92 Accord starting issues
F22A1, 5 speed 1992 Accord, 247k miles. No oil burning, clattering, etc.
When the engine is 'cold' and the temps are hot (80+)and humid here in Michigan it won't start. It'll crank fine, and usually after removing the gas cap and putting it back on again, and cranking it for a few seconds, waiting a few more seconds, and cranking it over again, it'll finally start right up, no sputtering. Once in a while the idle seems a little rough though.
On cooler days (70s and less) it fires right up, right away, like it should.
It had a tune up about 2 years/15k miles ago, and currently gets around 28.5-30mpg mostly 55mph driving with some city.
I'm thinking it needs a new gas cap and o2 sensor (as I think the tune up was just ignition parts), and a fuel filter for good measure. Air filter is good and it has a recent oil change.
Any other ideas? Could it be vapor lock (fuel going from liquid to gaseous state in fuel rail)?
Matt
When the engine is 'cold' and the temps are hot (80+)and humid here in Michigan it won't start. It'll crank fine, and usually after removing the gas cap and putting it back on again, and cranking it for a few seconds, waiting a few more seconds, and cranking it over again, it'll finally start right up, no sputtering. Once in a while the idle seems a little rough though.
On cooler days (70s and less) it fires right up, right away, like it should.
It had a tune up about 2 years/15k miles ago, and currently gets around 28.5-30mpg mostly 55mph driving with some city.
I'm thinking it needs a new gas cap and o2 sensor (as I think the tune up was just ignition parts), and a fuel filter for good measure. Air filter is good and it has a recent oil change.

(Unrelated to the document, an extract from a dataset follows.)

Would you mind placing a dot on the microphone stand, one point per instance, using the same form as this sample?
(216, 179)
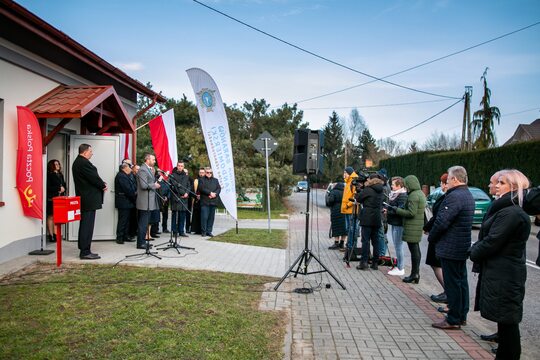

Any other ideas? Could it be vapor lock (fuel going from liquid to gaseous state in fuel rail)?
Matt
Is the interior of the car hot?
Search on the main relay - PGMFI Relay. It is common for these to stop working when it gets hot out. There are a few solder joints that don't work in the heat. If you don't hear the fuel pump prime when you switch it from accessory to run, then change it out.
In some posts, it will let you know which solder joints to re-solder to get the old unit to work. New units are like $30-50 at O'Rielly.
Check to see if the fuel pump will prime and then check back. If it is the relay, then I don't put them back up in the firewall when I install them. I just zip tie them down out of the way for easy change next time.
If the fuel pump primes, then check the distributor. Take the cap and shield off and see if there are any shavings or dusty residue in there. If so, then it could be keeping your sensors from firing right.
Search on the main relay - PGMFI Relay. It is common for these to stop working when it gets hot out. There are a few solder joints that don't work in the heat. If you don't hear the fuel pump prime when you switch it from accessory to run, then change it out.
In some posts, it will let you know which solder joints to re-solder to get the old unit to work. New units are like $30-50 at O'Rielly.
Check to see if the fuel pump will prime and then check back. If it is the relay, then I don't put them back up in the firewall when I install them. I just zip tie them down out of the way for easy change next time.

If the fuel pump primes, then check the distributor. Take the cap and shield off and see if there are any shavings or dusty residue in there. If so, then it could be keeping your sensors from firing right.